Starchy foods should be brought often, this type of carbohydrate provides very much of energy and boosts energy levels, starch based foods also provide a good healthy breakfast which keeps your energy levels high throughout the day. If this is eaten greatly Clover will feel energized and active, plenty of this will get her concentrating harder and better.
Proteins should be brought in a fair amount also, to build cells and help Clover with an active growth, these can be put into meals to give delicious taste and flavour, they are also needed for a balanced diet, and can be prepared in healthy ways.
Dairy products-these are required, however in moderation. Although Clover should attempt to include some of these in her shopping list as they give the body an efficient source of calcium (this is good for teeth and bones). However Clover needs to be sure that she does not consume dairy products in excessive amounts; this can lead to a lot of fat deposits.
Fat products need to be kept in limitation, however they should still be involved in the diet, what Clover needs to be aware of is that she should not consume the dangerous fats which can put her health at risk; this includes of processed foods, therefore for a healthy amount of fat in her diet, she should eat polyunsaturated and monounsaturated fats such as olive oil etc.
Overall this ‘shopping list’ which I have put together consists of enough items required for following the diet routine which I have constructed for Clover. So the basic aim for whenever Clover goes on her weekly shopping trip is that she should get enough items which would fit in with the seven food groups, to get an efficient source of nutrients her shopping should consist of a wide variety, Clover should attempt to buy different types of foods in order to receive all required nutrients, it would also give her a good opportunity to get familiar with healthy foods making it easier for her to shop. Clover should keep unhealthy processed foods, salty and sugary food to a minimum.
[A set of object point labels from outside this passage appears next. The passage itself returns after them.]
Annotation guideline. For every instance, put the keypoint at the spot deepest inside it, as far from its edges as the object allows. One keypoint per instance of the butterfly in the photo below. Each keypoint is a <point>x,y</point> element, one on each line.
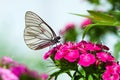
<point>37,33</point>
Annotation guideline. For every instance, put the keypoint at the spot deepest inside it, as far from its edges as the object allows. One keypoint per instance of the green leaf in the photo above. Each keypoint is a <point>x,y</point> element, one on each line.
<point>101,16</point>
<point>81,15</point>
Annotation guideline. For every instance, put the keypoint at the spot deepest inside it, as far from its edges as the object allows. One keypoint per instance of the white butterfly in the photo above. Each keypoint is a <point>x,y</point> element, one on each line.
<point>38,34</point>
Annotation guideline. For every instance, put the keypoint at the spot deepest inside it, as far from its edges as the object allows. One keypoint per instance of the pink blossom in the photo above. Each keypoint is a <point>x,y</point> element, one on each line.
<point>107,75</point>
<point>89,46</point>
<point>60,54</point>
<point>104,56</point>
<point>7,75</point>
<point>50,52</point>
<point>86,22</point>
<point>44,76</point>
<point>72,55</point>
<point>86,59</point>
<point>6,60</point>
<point>19,69</point>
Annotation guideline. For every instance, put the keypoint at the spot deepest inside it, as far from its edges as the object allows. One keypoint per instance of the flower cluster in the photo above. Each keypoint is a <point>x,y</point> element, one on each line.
<point>12,70</point>
<point>86,54</point>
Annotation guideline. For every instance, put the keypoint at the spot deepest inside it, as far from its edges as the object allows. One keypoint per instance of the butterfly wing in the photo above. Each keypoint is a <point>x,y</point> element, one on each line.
<point>37,34</point>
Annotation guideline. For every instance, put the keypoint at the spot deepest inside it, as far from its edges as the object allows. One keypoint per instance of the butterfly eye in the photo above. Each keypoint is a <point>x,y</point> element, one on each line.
<point>38,34</point>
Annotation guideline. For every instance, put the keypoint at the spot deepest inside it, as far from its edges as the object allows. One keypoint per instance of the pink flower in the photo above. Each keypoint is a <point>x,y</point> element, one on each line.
<point>6,74</point>
<point>50,52</point>
<point>89,46</point>
<point>86,22</point>
<point>107,75</point>
<point>86,59</point>
<point>67,28</point>
<point>44,76</point>
<point>104,56</point>
<point>72,55</point>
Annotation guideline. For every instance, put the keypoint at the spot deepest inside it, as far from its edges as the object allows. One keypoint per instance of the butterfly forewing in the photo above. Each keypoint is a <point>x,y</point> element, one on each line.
<point>37,33</point>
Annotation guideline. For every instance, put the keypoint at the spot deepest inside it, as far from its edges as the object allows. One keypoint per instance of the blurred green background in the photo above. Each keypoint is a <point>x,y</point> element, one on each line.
<point>54,12</point>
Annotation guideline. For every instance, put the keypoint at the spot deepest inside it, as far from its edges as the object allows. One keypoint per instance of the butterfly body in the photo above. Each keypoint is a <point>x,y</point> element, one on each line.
<point>38,34</point>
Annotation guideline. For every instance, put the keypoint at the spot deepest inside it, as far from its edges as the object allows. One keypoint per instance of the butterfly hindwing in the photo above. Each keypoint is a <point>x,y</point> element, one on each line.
<point>37,33</point>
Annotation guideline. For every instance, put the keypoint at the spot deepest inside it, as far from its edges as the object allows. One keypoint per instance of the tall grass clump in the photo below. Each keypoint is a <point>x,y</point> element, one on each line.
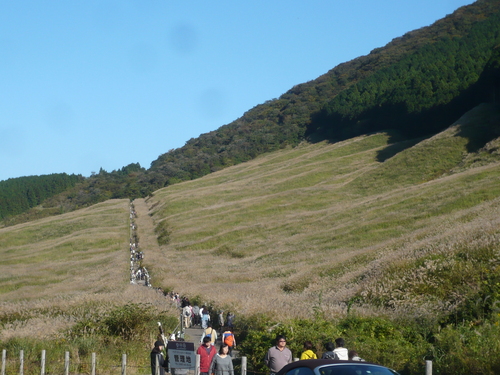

Hopefully by giving Clover this shopping list it will give her a good idea on what to buy so therefore she will feel confident when she shops, for her diet plan.
Diet Support Groups
In order to provide Clover with support and information on how to lose weight, I have arranged for twice/three weekly visits to the nearest Weight Watchers group for her. The group will provide Clover with a good source of support/encouragement with her new diet plan, they will encourage her to stick to the health improvement plan, and also do other activities as well as exercises which can help increase the affects of weight loss.
this group is most of the time a very successful way in reducing weight, it has friendly members which would help Clover follow her target step by step in a convenient way, they will encourage Clover to follow the new diet plan for her health benefits, also the group will provide her with a good source of support with her new diet plan, assisting her in successfully sticking to the health improvement plan. Clover will be provided with her individual instructor who will keep track on her weight, and provide useful tips for her to be able to lose a significant amount of weight, this is a good way for Clover to measure her weight, and to be up to date with her progress, therefore she will be able to see how and what is working for her in reducing weight; also she will know how much effort she requires putting in towards the new diet plan. I am aware that Clover may feel ashamed in attending the meetings therefore I advise her to go on her first visit accompanied with a close friend being either Sam or Alex, or even with a family member (mother, sister).
Hopefully if Clover follows this Health Improvement Plan as per my instructions then she will definitely improve her health and lose weight, however she has to stay motivated to the plan and avoid slacking half way through it. Clover should make efforts with the diet plan, exercising programmes and even the weight watchers support group. She must do what the daily plans list for her, that is the only way that she can make beneficial changes towards her health and lifestyle.